Like the old anti-civil rights and anti-union southern Democrats, “the Republicans just want to hold onto power at all costs,” Clardy said.
“Try explaining to a Black grandmother raised under Jim Crow why it takes only 50 votes in the Senate to stack the Supreme Court with justices who are undermining her voting rights, but 60 votes to pass a bill protecting them,” wrote John Podesta and Wade Henderson in the Washington Post. (Podesta chairs the board of directors at the Center for American Progress, which he founded. Henderson is interim president and CEO of the Leadership Conference on Civil and Human Rights, where Shuler and Randi Weingarten, president of my union, are on the board of directors.)

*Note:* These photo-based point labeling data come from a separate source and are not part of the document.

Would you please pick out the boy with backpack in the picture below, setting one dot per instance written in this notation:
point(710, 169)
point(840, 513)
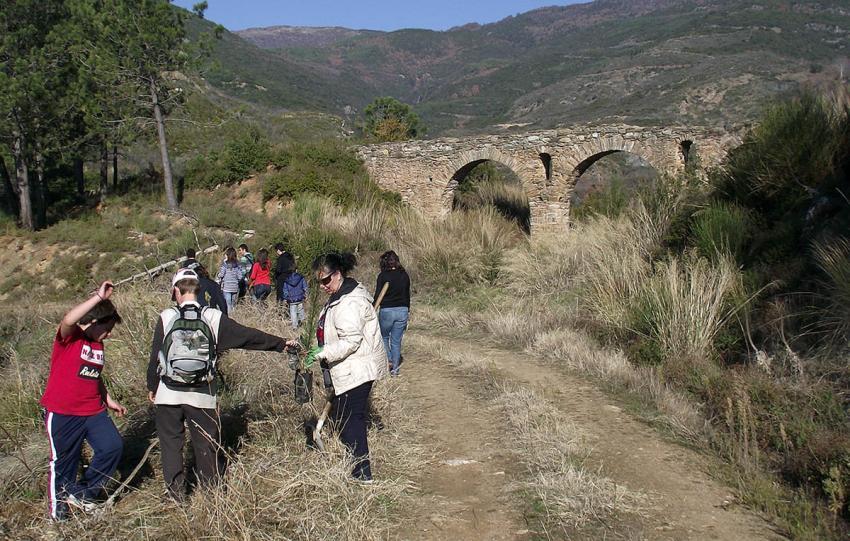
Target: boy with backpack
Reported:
point(294, 293)
point(181, 379)
point(75, 402)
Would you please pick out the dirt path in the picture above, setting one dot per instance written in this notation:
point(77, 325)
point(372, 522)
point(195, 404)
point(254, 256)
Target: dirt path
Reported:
point(472, 501)
point(464, 492)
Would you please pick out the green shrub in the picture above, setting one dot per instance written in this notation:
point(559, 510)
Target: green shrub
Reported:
point(327, 169)
point(241, 156)
point(721, 229)
point(833, 259)
point(611, 201)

They continued, “Or better yet, ask her to tell you about her life 60 years ago, and how the law was used to keep her from accessing education, jobs and the ballot box.”
In a 1962 letter to the Amalgamated Laundry Workers, King reiterated, “As I have said many times, and believe with all my heart, the coalition that can have the greatest impact in the struggle for human dignity here in America is that of the Negro and the forces of labor, because their fortunes are so closely intertwined.”
Added Shuler: “In 2020, Americans raised our voices and cast our votes to send representatives to the Senate who will advance a bold legislative agenda. It is absolutely wrong that a minority of senators have the power to block the expressed will of the people. To save American democracy, we need democracy in the U.S. Senate.”